Typical experimental design advice for expression analyses using RNA-seq generally assumes that single-end reads provide robust gene-level expression estimates in a cost-effective manner, and that the additional benefits obtained from paired-end sequencing are not worth the additional cost. However, in many cases (e.g., with Illumina NextSeq and NovaSeq instruments), shorter paired-end reads and longer single-end reads can be generated for the same cost, and it is not obvious which strategy should be preferred. Using publicly available data, Harvard University researchers test whether short-paired end reads can achieve more robust expression estimates and differential expression results than single-end reads of approximately the same total number of sequenced bases.
At both the transcript and gene levels, 2 × 40 paired-end reads unequivocally provide expression estimates that are more highly correlated with 2 × 125 than 1 × 75 reads; in nearly all cases, those correlations are also greater than for 1 × 125, despite the greater total number of sequenced bases for the latter. Across an array of metrics, differential expression tests based upon 2 × 40 consistently outperform those using 1 × 75.

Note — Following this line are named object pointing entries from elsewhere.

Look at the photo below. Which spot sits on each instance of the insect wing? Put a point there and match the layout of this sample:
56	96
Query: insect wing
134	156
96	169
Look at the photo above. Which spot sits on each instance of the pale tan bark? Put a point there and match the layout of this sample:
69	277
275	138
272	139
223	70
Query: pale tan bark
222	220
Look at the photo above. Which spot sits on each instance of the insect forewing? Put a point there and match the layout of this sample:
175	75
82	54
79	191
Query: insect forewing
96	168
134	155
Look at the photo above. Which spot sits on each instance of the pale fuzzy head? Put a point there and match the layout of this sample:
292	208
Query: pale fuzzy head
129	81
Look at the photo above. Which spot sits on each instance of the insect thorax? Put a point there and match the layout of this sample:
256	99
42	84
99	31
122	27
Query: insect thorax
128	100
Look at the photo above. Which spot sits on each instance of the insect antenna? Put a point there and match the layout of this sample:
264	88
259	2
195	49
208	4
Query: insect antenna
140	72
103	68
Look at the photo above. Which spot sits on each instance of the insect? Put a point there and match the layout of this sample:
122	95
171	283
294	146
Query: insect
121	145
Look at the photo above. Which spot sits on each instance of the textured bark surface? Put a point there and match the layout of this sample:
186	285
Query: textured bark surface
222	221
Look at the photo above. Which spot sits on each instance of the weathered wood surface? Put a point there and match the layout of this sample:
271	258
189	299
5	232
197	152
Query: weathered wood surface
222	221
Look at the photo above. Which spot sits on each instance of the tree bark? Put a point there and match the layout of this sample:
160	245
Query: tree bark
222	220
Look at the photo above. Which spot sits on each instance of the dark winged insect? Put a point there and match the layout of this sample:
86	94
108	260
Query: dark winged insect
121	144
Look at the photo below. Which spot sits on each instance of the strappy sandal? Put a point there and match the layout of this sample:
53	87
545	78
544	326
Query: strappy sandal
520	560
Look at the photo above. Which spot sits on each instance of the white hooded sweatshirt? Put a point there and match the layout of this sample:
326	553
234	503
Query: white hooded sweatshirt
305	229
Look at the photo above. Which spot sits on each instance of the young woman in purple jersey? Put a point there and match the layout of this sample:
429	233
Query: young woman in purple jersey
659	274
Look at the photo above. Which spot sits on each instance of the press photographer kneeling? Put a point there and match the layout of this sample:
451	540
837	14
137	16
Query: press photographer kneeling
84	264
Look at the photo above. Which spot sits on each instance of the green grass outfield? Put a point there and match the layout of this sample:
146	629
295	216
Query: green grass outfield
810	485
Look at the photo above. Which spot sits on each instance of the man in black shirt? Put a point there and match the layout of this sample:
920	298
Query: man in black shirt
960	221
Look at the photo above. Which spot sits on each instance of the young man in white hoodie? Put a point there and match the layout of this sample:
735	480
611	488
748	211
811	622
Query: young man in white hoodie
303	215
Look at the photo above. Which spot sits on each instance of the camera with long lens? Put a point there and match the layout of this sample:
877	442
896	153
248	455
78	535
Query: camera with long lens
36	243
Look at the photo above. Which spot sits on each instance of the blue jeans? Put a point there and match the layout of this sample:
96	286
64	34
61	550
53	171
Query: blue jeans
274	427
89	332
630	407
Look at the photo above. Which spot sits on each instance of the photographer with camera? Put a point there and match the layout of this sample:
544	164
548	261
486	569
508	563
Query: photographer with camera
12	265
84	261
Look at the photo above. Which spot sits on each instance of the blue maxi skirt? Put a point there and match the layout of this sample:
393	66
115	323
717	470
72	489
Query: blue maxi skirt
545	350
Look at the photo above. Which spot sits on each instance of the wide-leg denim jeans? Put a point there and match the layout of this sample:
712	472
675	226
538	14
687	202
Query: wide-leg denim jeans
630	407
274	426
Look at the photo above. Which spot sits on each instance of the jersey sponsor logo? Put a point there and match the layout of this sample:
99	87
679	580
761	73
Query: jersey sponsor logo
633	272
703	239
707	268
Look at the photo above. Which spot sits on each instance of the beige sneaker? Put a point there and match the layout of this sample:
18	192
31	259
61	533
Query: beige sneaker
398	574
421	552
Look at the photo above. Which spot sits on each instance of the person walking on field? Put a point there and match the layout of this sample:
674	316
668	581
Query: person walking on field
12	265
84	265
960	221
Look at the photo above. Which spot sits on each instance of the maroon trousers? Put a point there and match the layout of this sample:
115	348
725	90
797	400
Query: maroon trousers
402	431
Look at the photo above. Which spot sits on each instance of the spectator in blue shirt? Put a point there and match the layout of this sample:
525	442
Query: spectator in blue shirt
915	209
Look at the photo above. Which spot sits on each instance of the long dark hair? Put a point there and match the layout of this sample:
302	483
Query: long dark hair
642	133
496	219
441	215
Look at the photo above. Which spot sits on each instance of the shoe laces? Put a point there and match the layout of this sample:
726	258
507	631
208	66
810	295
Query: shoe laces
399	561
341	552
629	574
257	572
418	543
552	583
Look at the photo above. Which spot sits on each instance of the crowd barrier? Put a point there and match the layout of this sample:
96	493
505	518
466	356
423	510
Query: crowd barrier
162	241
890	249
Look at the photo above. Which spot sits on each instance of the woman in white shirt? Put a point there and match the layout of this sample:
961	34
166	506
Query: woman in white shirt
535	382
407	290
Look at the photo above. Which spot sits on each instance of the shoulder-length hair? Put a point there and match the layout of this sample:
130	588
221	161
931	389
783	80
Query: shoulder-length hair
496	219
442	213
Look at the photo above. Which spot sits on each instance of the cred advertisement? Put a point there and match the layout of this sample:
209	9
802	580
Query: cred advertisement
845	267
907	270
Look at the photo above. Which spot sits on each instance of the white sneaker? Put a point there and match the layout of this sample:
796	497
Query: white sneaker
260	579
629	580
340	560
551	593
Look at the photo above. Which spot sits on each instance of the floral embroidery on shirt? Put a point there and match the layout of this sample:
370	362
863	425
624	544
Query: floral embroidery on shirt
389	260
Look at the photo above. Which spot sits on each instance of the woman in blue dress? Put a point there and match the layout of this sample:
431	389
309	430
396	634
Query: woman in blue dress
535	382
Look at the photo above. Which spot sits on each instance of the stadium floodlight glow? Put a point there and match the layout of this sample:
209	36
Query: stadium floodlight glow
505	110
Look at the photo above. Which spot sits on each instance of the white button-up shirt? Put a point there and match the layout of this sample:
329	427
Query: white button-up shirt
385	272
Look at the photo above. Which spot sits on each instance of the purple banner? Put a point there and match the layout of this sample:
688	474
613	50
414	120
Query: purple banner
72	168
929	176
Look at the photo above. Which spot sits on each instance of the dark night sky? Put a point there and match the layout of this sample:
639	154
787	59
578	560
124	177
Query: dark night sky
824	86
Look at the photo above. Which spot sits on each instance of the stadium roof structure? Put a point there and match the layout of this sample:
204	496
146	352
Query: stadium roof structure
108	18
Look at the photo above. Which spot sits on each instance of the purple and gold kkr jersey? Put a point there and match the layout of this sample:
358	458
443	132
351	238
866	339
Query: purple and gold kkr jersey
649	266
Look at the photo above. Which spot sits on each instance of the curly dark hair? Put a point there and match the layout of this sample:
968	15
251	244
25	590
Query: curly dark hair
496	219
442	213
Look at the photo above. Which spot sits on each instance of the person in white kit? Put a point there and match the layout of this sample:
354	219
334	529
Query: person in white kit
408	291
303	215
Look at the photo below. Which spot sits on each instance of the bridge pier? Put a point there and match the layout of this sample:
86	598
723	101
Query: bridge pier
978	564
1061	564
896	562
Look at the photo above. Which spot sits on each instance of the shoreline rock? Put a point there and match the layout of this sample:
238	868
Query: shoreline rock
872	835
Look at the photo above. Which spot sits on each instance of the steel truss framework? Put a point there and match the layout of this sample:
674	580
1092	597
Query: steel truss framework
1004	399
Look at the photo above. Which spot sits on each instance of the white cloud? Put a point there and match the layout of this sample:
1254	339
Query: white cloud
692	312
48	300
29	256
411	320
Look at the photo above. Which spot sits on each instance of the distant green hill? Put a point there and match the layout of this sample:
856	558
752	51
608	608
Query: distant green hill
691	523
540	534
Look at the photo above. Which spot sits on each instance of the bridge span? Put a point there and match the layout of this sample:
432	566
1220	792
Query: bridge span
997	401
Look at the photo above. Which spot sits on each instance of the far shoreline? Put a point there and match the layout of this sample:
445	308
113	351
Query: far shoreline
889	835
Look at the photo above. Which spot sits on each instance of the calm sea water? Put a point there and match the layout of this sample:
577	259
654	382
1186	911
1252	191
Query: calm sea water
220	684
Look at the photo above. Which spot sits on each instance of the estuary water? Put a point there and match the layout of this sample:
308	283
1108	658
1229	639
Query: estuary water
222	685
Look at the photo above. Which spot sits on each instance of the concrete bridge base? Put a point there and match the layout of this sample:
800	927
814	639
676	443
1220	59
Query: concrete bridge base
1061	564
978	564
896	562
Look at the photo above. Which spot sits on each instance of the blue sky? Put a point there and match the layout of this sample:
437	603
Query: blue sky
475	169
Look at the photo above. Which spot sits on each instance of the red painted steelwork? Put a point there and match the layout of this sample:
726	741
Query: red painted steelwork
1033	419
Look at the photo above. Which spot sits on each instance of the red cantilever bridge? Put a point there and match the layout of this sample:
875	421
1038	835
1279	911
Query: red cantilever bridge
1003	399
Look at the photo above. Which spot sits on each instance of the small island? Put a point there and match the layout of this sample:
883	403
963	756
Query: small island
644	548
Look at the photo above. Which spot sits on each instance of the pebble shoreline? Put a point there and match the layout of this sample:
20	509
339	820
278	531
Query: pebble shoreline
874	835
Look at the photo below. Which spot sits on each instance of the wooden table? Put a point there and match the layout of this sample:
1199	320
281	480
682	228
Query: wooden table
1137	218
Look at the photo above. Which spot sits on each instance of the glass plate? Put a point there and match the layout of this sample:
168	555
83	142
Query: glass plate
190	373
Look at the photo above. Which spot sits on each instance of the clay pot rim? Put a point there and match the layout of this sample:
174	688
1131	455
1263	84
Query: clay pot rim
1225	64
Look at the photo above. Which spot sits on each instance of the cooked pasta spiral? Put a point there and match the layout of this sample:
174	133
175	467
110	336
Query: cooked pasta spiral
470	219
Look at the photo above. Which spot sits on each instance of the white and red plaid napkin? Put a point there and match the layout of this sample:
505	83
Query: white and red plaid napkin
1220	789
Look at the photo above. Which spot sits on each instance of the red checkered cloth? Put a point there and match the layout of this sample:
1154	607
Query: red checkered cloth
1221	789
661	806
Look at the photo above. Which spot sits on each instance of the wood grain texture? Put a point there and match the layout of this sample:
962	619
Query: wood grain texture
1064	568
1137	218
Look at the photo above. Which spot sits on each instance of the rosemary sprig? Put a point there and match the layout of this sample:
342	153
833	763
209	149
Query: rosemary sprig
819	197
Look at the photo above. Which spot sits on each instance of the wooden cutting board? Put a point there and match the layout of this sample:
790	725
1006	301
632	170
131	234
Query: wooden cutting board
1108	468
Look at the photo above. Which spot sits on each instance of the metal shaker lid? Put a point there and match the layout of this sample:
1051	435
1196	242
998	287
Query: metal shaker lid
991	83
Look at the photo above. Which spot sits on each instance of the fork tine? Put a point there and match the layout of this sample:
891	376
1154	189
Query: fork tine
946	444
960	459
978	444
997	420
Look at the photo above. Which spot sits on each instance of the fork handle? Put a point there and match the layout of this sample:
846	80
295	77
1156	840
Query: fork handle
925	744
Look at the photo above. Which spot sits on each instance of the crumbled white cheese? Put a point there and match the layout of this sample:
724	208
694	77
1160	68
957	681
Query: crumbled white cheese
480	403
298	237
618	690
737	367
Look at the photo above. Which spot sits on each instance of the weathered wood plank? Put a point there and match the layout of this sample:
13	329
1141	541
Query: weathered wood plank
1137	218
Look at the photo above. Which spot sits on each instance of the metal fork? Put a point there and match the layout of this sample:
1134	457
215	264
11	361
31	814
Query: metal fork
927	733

Spearman’s rank correlations for kallisto-derived transcripts per million (TPM) between the gold standard paired-end 2 × 125 strategy and alternative strategies
Violin plots of (a) transcript and (b) gene-level inference. Comparison of correlations with 2 × 125 between 2 × 40 and 1 × 75 for (c) transcript and (d) genes, and between 2 × 40 and 1 × 125 for (e) transcript and (f) genes. For c–f, symbol colors correspond to SRA accessions, and points above the red dotted line are samples where estimates of expression from 2 × 40 is more highly correlated with the gold standard than the contrasted single-end strategy
Researchers seeking a cost-effective approach for gene-level expression analysis should prefer short paired-end reads over a longer single-end strategy. Short paired-end reads will also give reasonably robust expression estimates and differential expression results at the isoform level.